# Install dependencies
- `apache-beam[dask]`: core package being demonstrated here
- `bokeh`: for dask dashboard
- `mimesis`: required for generating example data
- `Pygments`: to `cat` example beam script with syntax highlighting

In [1]:
# !pip install "apache-beam[dask]" "bokeh!=3.0.*,>=2.4.2" mimesis Pygments

Pinning upper bound of `dask` & `distributed` to `2023.9.2` as a workaround until
[this fix](https://github.com/apache/beam/pull/27618/files#diff-bfb5ae715e9067778f492058e8a02ff877d6e7584624908ddbdd316853e6befbL102-R107)
goes in.


In [2]:
# !pip install -U "distributed>=2022.6.0,<2023.9.3"

# Start a client

In [3]:
from distributed import Client
client = Client()
client.dashboard_link

'http://127.0.0.1:8787/status'

# Example data

Based on https://examples.dask.org/bag.html#Create-Random-Data

In [4]:
import dask
import json
import tempfile

td = tempfile.TemporaryDirectory()
dask.datasets.make_people().map(json.dumps).to_textfiles(f'{td.name}/*.json')

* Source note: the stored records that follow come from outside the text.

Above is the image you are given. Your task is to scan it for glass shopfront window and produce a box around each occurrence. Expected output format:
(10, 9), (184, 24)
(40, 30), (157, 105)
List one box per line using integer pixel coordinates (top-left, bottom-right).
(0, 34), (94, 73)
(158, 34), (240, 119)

['/var/folders/tt/4f941hdn0zq549zdwhcgg98c0000gn/T/tmpuxyspq3f/0.json',
 '/var/folders/tt/4f941hdn0zq549zdwhcgg98c0000gn/T/tmpuxyspq3f/1.json',
 '/var/folders/tt/4f941hdn0zq549zdwhcgg98c0000gn/T/tmpuxyspq3f/2.json',
 '/var/folders/tt/4f941hdn0zq549zdwhcgg98c0000gn/T/tmpuxyspq3f/3.json',
 '/var/folders/tt/4f941hdn0zq549zdwhcgg98c0000gn/T/tmpuxyspq3f/4.json',
 '/var/folders/tt/4f941hdn0zq549zdwhcgg98c0000gn/T/tmpuxyspq3f/5.json',
 '/var/folders/tt/4f941hdn0zq549zdwhcgg98c0000gn/T/tmpuxyspq3f/6.json',
 '/var/folders/tt/4f941hdn0zq549zdwhcgg98c0000gn/T/tmpuxyspq3f/7.json',
 '/var/folders/tt/4f941hdn0zq549zdwhcgg98c0000gn/T/tmpuxyspq3f/8.json',
 '/var/folders/tt/4f941hdn0zq549zdwhcgg98c0000gn/T/tmpuxyspq3f/9.json']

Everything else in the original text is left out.